Here is a passage from Obama’s second book, The Audacity of Hope, subtly reiterating the hostile Arab narrative at the end of the second world war (i.e., the Holocaust was Europe’s doing, and Arab states should not be asked to bear the burden of the sins of others: the Jews should disperse and return to their countries of origin. This argument has never changed).  I believe it is an indication of the Obama presidency’s likely attitude toward the U.S. role in mediating the conflict between Israel and her neighbors. He briefly reminisces about his trip to the region:

[Obama:] “I talked to Jews who’d lost parents in the Holocaust and brothers in suicide bombings; I heard Palestinians talk of the indignation of checkpoints and reminisce about the land they had lost. I flew by helicopter across the line separating the two peoples and found myself unable to distinguish Jewish towns from Arab towns, all of them like fragile outposts against the green [sic?] and stony hills.

We have an obligation to engage in efforts to bring about peace in the Middle East, not only for the safety and security of the people of the region, but for the safety and security of our own children.” (Audacity of Hope, p.322. Can you decode these statements without me, readers? The U.S. was never neutral, and is not now. The conflict was not about two peoples fighting over the same piece of land–the cycle of violence frame to the conflict– but was about the fears of a disunited group of Arab states fearful of their own impoverished populations, and terrified of an advanced democracy, keen on economic development, planted in their region. All other explanations come from corporatist liberals who think both sides are irrational and susceptible to mediation by the neutral intervention of more rational and compassionate powers. On corporatist liberalism, see https://clarespark.com/2009/08/09/what-is-a-corporatist-liberal-and-why-should-they-frighten-us/ . Heaven forbid that Israel should conduct negotiations with its neighbors without U.S. bullying.)

In these three sentences (I found no other pages on the subject), could we have made inferences about Obama’s likely foreign policy, or his grasp of the politics, history, and geography of Israel and its environs prior to the election? Will it be continuous with that of Roosevelt administration official Herbert Feis, one of Roosevelt’s economic advisors? This is what Feis wrote in his concluding thoughts on international cooperation regarding Middle East oil, published in 1946, but referring to failed U.S. government initiatives in 1943-44 and centering on Saudi Arabia:

[Feis:]”…no program having merely to do with the protection of oil resources can prevent them from becoming a cause of dispute if the great powers quarrel about the political control of the region. If any one of them takes measures hostile to the others or encourages threatening attacks against established political positions of the others, then each oil field in the Middle East will be the scene of turmoil, plot, and counterplot.

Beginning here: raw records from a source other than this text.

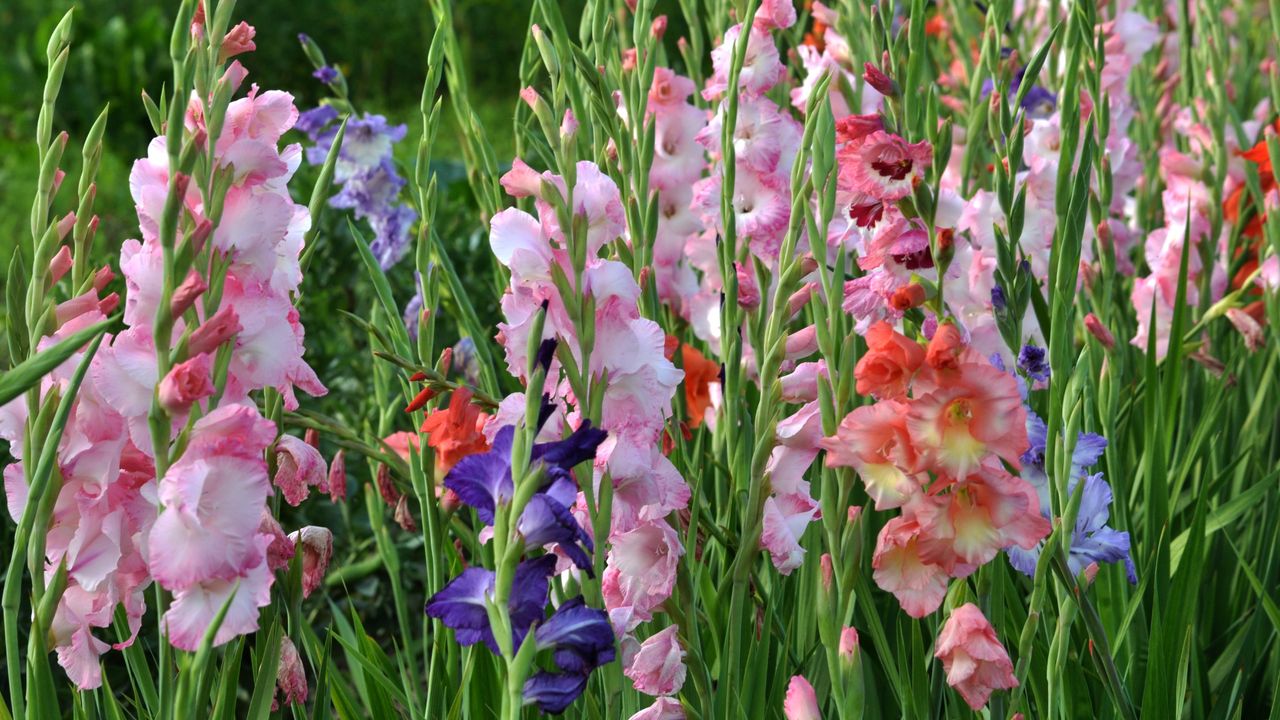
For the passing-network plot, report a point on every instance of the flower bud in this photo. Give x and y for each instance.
(215, 331)
(103, 277)
(337, 481)
(316, 546)
(906, 297)
(878, 80)
(568, 126)
(291, 678)
(60, 264)
(186, 294)
(403, 518)
(849, 645)
(659, 27)
(387, 487)
(1248, 328)
(801, 343)
(1097, 329)
(186, 383)
(800, 297)
(237, 41)
(748, 290)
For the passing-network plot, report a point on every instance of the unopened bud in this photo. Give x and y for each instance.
(60, 264)
(1248, 328)
(906, 297)
(849, 645)
(215, 331)
(403, 518)
(800, 297)
(659, 27)
(385, 486)
(878, 80)
(64, 224)
(186, 294)
(568, 126)
(103, 277)
(338, 477)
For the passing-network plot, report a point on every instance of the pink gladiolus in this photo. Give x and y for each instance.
(316, 546)
(801, 702)
(298, 468)
(883, 165)
(186, 383)
(662, 709)
(973, 657)
(291, 678)
(215, 331)
(658, 666)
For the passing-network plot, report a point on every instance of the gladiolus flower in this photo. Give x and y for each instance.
(658, 666)
(890, 361)
(456, 432)
(291, 678)
(316, 546)
(298, 468)
(801, 701)
(973, 657)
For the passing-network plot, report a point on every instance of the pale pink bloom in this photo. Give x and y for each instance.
(647, 487)
(973, 411)
(885, 165)
(785, 520)
(764, 139)
(195, 607)
(291, 678)
(597, 199)
(658, 666)
(918, 586)
(778, 14)
(668, 90)
(640, 573)
(269, 346)
(662, 709)
(280, 551)
(801, 343)
(60, 264)
(986, 513)
(215, 331)
(801, 383)
(679, 159)
(298, 468)
(238, 40)
(799, 437)
(186, 294)
(186, 383)
(337, 481)
(874, 441)
(762, 68)
(973, 657)
(849, 643)
(316, 546)
(521, 181)
(801, 701)
(762, 208)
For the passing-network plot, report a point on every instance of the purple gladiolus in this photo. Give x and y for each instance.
(580, 636)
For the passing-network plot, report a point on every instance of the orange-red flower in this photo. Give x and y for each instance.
(890, 361)
(456, 432)
(699, 376)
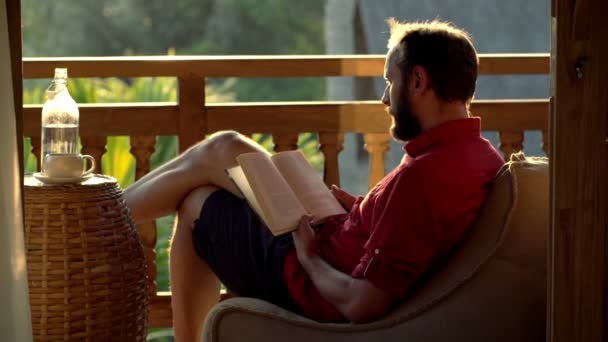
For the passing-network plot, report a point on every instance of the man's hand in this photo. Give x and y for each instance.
(304, 240)
(346, 200)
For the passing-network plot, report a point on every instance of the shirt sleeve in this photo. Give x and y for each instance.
(404, 237)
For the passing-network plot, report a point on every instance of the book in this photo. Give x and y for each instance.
(283, 187)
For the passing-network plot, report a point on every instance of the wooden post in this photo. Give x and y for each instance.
(577, 264)
(13, 10)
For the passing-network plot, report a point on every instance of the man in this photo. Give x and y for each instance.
(356, 267)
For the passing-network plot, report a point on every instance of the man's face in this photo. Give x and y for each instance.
(406, 125)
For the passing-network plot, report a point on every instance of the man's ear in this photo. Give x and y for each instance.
(419, 80)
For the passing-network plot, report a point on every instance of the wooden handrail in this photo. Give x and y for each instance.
(280, 117)
(259, 66)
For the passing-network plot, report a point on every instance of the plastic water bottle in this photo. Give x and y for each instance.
(59, 118)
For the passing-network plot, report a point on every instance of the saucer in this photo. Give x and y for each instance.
(61, 180)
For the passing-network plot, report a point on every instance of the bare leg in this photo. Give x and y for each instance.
(161, 191)
(194, 287)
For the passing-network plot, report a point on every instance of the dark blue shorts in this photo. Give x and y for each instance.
(240, 249)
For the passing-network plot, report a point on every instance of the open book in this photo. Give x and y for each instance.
(282, 188)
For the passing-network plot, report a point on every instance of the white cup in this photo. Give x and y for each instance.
(67, 165)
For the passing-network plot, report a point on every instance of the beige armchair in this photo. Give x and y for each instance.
(493, 288)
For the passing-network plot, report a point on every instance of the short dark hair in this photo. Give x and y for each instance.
(443, 50)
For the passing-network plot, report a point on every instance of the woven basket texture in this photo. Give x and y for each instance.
(86, 266)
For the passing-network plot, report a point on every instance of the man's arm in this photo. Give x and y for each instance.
(357, 299)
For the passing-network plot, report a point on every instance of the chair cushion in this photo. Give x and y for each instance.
(480, 243)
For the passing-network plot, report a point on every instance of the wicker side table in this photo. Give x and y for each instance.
(86, 266)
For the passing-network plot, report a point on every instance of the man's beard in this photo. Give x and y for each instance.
(405, 125)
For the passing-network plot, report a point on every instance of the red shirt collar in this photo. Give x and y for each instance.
(444, 134)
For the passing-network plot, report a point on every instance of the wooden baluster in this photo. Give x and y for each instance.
(36, 145)
(285, 141)
(376, 144)
(511, 142)
(96, 147)
(546, 146)
(191, 119)
(142, 148)
(331, 144)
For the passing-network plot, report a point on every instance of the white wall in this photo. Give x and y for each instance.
(15, 324)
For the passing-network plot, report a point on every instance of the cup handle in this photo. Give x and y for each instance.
(92, 168)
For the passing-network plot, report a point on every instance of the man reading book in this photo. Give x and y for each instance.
(357, 266)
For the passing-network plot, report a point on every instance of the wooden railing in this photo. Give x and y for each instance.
(191, 118)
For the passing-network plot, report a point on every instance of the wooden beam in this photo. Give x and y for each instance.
(114, 119)
(259, 66)
(579, 170)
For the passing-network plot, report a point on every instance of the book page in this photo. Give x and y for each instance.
(240, 180)
(308, 186)
(281, 208)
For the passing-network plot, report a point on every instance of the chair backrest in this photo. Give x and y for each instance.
(512, 225)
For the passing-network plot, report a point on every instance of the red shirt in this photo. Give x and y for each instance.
(411, 219)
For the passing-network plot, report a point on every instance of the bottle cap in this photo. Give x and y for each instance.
(61, 73)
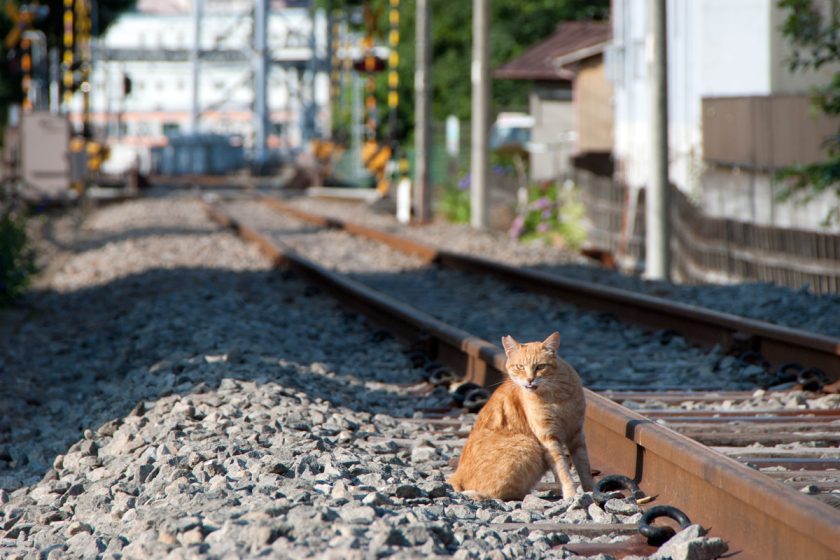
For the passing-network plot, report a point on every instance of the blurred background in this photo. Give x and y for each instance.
(101, 97)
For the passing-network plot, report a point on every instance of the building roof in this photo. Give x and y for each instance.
(573, 40)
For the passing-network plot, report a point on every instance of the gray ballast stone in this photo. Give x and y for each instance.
(691, 544)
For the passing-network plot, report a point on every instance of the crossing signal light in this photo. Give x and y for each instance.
(369, 64)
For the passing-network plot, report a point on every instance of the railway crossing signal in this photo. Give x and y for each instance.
(22, 19)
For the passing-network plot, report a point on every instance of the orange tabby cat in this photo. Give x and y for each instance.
(520, 433)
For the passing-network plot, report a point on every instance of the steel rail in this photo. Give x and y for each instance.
(758, 516)
(775, 342)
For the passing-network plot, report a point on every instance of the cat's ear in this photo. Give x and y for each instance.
(510, 344)
(552, 343)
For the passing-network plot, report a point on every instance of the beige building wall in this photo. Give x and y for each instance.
(594, 107)
(552, 138)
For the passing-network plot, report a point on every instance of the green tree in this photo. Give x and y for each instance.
(813, 29)
(516, 25)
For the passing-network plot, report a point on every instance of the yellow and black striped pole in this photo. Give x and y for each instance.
(335, 66)
(369, 66)
(68, 52)
(393, 64)
(83, 25)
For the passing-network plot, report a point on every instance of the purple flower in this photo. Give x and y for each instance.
(542, 204)
(516, 227)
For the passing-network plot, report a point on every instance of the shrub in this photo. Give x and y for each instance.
(553, 215)
(17, 259)
(455, 201)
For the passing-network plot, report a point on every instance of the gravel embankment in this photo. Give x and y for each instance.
(758, 300)
(167, 395)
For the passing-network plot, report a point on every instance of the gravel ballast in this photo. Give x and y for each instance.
(166, 394)
(759, 300)
(607, 353)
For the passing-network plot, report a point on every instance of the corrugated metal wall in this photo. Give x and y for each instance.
(706, 249)
(764, 133)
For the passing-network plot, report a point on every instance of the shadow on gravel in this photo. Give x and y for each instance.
(83, 358)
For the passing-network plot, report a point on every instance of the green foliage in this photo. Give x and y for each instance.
(454, 203)
(17, 260)
(516, 25)
(814, 35)
(552, 215)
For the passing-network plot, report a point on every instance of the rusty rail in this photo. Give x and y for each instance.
(756, 515)
(776, 343)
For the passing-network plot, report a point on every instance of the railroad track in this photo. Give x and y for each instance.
(717, 491)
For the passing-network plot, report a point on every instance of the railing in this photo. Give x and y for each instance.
(706, 249)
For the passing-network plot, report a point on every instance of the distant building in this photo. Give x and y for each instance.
(148, 51)
(736, 112)
(570, 101)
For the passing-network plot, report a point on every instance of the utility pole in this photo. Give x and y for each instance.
(260, 81)
(480, 114)
(422, 137)
(657, 219)
(195, 55)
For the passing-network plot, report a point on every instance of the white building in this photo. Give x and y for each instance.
(730, 59)
(151, 46)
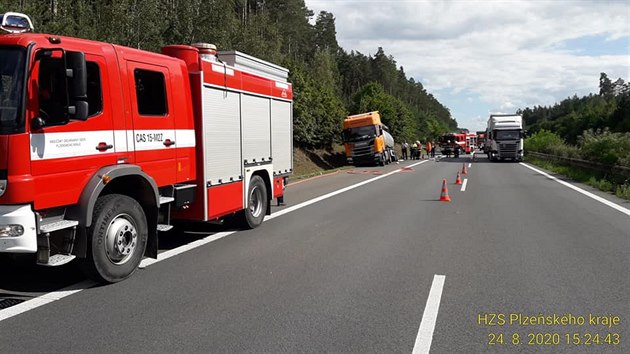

Within the next year this may become a grave danger. Arab opposition to further Jewish immigration in Palestine might express itself in a repudiation of existing American and British rights and a search for Russian protection in such measures. This is highly unlikely; but if such a situation arises, it must be ardently hoped that the USSR will not exploit it. There will only be “order in oil” if the large powers work with, not against, each other in the management of the political affairs of the Arab states. Otherwise, any international agreement on oil will be without future. Its phrases would be merely weapons to wound.

Here lies the test of future diplomacy. If it fails, there will be no harmonious way of assuring the availability of Middle Eastern oil to the United States. Whether or not we protect established American enterprises in the regions against the troubles that may beset them will become primarily a matter of military calculation. We shall have to bend over those plotting boards on which the rights and destinies of nations are measured solely in units of force. In other words, we shall be in the anteroom of war.” [Herbert Feis, Seen from E.A., pp189-190]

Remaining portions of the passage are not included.